3.2.4 Array Operations

Learning Objectives
- Understand the concept and advantages of vectorized operations
- Master element-wise operations and universal functions (ufuncs)
- Understand the rules of Broadcasting
- Use aggregation functions confidently for statistical calculations
Vectorized Operations: Say Goodbye to Loops
Vectorized operations are a core idea in NumPy — operate on the entire array without writing loops.
Pure Python vs NumPy
import numpy as np
# Pure Python: compute one by one
prices = [100, 200, 300, 400, 500]
discounted = []
for p in prices:
discounted.append(p * 0.8)
print(discounted) # [80.0, 160.0, 240.0, 320.0, 400.0]
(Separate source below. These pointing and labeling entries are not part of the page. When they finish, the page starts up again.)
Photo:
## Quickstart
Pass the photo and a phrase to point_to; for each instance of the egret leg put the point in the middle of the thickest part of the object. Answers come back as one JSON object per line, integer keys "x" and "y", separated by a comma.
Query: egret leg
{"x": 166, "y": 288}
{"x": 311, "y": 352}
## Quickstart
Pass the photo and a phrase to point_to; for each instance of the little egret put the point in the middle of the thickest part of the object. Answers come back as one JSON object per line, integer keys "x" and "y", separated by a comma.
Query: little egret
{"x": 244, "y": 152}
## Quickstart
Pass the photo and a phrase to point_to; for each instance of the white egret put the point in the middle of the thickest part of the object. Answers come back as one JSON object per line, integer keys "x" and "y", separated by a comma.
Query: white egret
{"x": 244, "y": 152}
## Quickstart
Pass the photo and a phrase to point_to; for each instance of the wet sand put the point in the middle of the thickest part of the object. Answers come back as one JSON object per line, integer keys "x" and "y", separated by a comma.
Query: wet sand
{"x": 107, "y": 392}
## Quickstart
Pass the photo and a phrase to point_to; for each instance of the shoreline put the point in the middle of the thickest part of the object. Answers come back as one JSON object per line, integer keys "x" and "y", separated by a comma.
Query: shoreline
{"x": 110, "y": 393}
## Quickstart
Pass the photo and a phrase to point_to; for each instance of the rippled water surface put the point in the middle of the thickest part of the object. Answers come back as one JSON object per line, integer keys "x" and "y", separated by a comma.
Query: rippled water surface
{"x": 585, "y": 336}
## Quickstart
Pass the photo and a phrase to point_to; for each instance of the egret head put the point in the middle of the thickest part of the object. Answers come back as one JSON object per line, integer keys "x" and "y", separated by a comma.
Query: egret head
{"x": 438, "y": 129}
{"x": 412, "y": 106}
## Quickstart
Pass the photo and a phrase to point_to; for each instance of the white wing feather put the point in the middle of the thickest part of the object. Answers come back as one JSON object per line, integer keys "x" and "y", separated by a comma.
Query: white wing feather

# NumPy: one line does it all
prices = np.array([100, 200, 300, 400, 500])
discounted = prices * 0.8
print(discounted) # [ 80. 160. 240. 320. 400.]
Element-wise Operations
Arithmetic operations on NumPy arrays are performed element by element:
a = np.array([1, 2, 3, 4])
b = np.array([10, 20, 30, 40])
print(a + b) # [11 22 33 44] add corresponding elements
print(a - b) # [ -9 -18 -27 -36]
print(a * b) # [ 10 40 90 160] multiply corresponding elements (not matrix multiplication!)
print(a / b) # [0.1 0.1 0.1 0.1]
print(a ** 2) # [ 1 4 9 16] square
print(b % 3) # [1 2 0 1] remainder
print(b // 3) # [ 3 6 10 13] integer division
Operations with Scalars
When an array is operated on with a single number (a scalar), NumPy automatically applies the scalar to every element:
arr = np.array([10, 20, 30, 40])
print(arr + 5) # [15 25 35 45]
print(arr * 2) # [20 40 60 80]
print(arr / 10) # [1. 2. 3. 4.]
print(1 / arr) # [0.1 0.05 0.033 0.025]
Comparison Operations
arr = np.array([15, 23, 8, 42, 31])
print(arr > 20) # [False True False True True]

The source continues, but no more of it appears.